Department of Theoretical Economics
Prof. Dr. Frank C. Englmann
The department’s focal points of research are innovation, national debt, financial markets and their macroeconomics modeling as well as traffic and infrastructural economics. These areas are completed by questions of economic policy, especially in regards to social and environmental policy.
Professorship of Macroeconomics and Digital Transformation
T.T. Prof. Dr. Richard Bluhm
The team of the professorship of macroeconomics and digital transformation works in the following areas: economic growth, development economics, political economy, and applied econometrics/ data science.
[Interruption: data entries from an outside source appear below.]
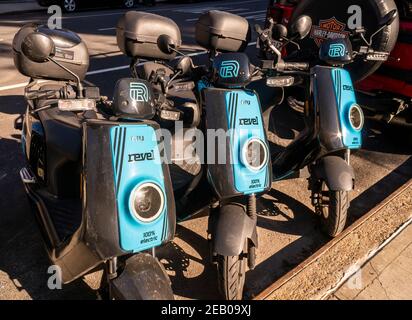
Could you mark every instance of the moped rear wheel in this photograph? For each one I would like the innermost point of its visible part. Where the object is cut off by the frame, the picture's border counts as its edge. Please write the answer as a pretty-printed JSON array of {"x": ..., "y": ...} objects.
[
  {"x": 333, "y": 210},
  {"x": 231, "y": 275}
]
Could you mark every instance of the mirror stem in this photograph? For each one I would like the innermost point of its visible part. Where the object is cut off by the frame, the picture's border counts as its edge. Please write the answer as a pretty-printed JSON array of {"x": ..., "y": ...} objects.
[
  {"x": 373, "y": 35},
  {"x": 79, "y": 83}
]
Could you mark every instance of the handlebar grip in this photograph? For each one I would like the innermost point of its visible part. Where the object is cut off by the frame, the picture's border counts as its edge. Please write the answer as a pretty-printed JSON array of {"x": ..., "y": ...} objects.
[
  {"x": 295, "y": 66},
  {"x": 50, "y": 94}
]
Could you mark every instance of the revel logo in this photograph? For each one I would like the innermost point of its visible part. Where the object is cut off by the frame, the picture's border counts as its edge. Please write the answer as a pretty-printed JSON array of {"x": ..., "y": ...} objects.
[
  {"x": 337, "y": 50},
  {"x": 139, "y": 92},
  {"x": 249, "y": 121},
  {"x": 136, "y": 157},
  {"x": 229, "y": 69}
]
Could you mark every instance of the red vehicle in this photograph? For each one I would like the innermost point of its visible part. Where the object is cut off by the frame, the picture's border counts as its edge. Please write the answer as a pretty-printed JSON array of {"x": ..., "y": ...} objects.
[{"x": 390, "y": 82}]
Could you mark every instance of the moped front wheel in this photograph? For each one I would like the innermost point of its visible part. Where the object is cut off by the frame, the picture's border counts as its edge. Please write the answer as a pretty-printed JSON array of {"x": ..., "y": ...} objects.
[
  {"x": 231, "y": 272},
  {"x": 333, "y": 210}
]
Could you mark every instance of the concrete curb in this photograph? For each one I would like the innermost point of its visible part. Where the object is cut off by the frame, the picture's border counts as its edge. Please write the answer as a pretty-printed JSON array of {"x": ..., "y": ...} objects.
[
  {"x": 392, "y": 214},
  {"x": 13, "y": 7}
]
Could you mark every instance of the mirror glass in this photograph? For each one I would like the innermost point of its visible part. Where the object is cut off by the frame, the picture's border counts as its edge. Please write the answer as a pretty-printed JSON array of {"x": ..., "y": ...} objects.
[
  {"x": 389, "y": 18},
  {"x": 279, "y": 31},
  {"x": 184, "y": 65},
  {"x": 166, "y": 44},
  {"x": 38, "y": 47},
  {"x": 301, "y": 27}
]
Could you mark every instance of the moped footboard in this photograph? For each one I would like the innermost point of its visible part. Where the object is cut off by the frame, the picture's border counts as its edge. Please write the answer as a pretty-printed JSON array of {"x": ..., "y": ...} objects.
[
  {"x": 340, "y": 117},
  {"x": 238, "y": 154},
  {"x": 128, "y": 199}
]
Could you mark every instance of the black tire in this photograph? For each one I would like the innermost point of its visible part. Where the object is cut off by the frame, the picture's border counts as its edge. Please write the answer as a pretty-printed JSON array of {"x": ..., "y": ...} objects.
[
  {"x": 231, "y": 276},
  {"x": 69, "y": 6},
  {"x": 333, "y": 216},
  {"x": 128, "y": 4},
  {"x": 373, "y": 11}
]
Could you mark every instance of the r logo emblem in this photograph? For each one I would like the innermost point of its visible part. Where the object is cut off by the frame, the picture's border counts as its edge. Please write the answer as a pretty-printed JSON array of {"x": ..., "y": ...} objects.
[
  {"x": 337, "y": 50},
  {"x": 139, "y": 92},
  {"x": 229, "y": 69}
]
Our research focuses primarily on the spatial distribution of economic activity, the political economy (of growth, environmental policy, and public goods), and the measurement of income and inequality. We study policy-relevant research questions using modern empirical methods, big data (e.g., satellite images), and—where suitable—formal theory. The ongoing digital transformation has a lasting influence on our research, as it keeps posing new research questions and drives the development of research methods in economics toward big data and machine learning.
Our teaching in both undergraduate and more advanced courses is research-based. Among others, we offer the core macroeconomics course (starting in summer 2024), classes in economic growth and economic aspects of infrastructure planning, and seminars on current topics in economics.
Department of Microeconomics and Spatial Economics
Prof. Dr. Bernd Woeckener
The Department of Microeconomics and Spatial Economics currently focuses on two main areas of research: The first field of research is Network economics. Here we are concerned with the regulation of digital network industries and the (in)compatibility of networks. The second focus lies on the economics of the housing market. In this area we deal with the regulation of the housing market for renters, especially with a reform of the ‘qualified rent table’ as a central instrument for regulation.
Department of Law
Prof. Dr. Daniela Winkler
The main research focus of the chair lies in environmental and energy law as well as in planning law (area and sectoral planning). Questions of a sustainable and fair resource use are of special importance. Another key area is the application of this context to participation law, in which problems of integrating the above question in a democracy are researched.
The chair is responsible for the Master’s program ‘Planning and Participation’. The cooperation of six institutes from three faculties of the University of Stuttgart facilitates an interdisciplinary network of professional expertise from the areas of planning, social, and environmental sciences as well as engineering and law.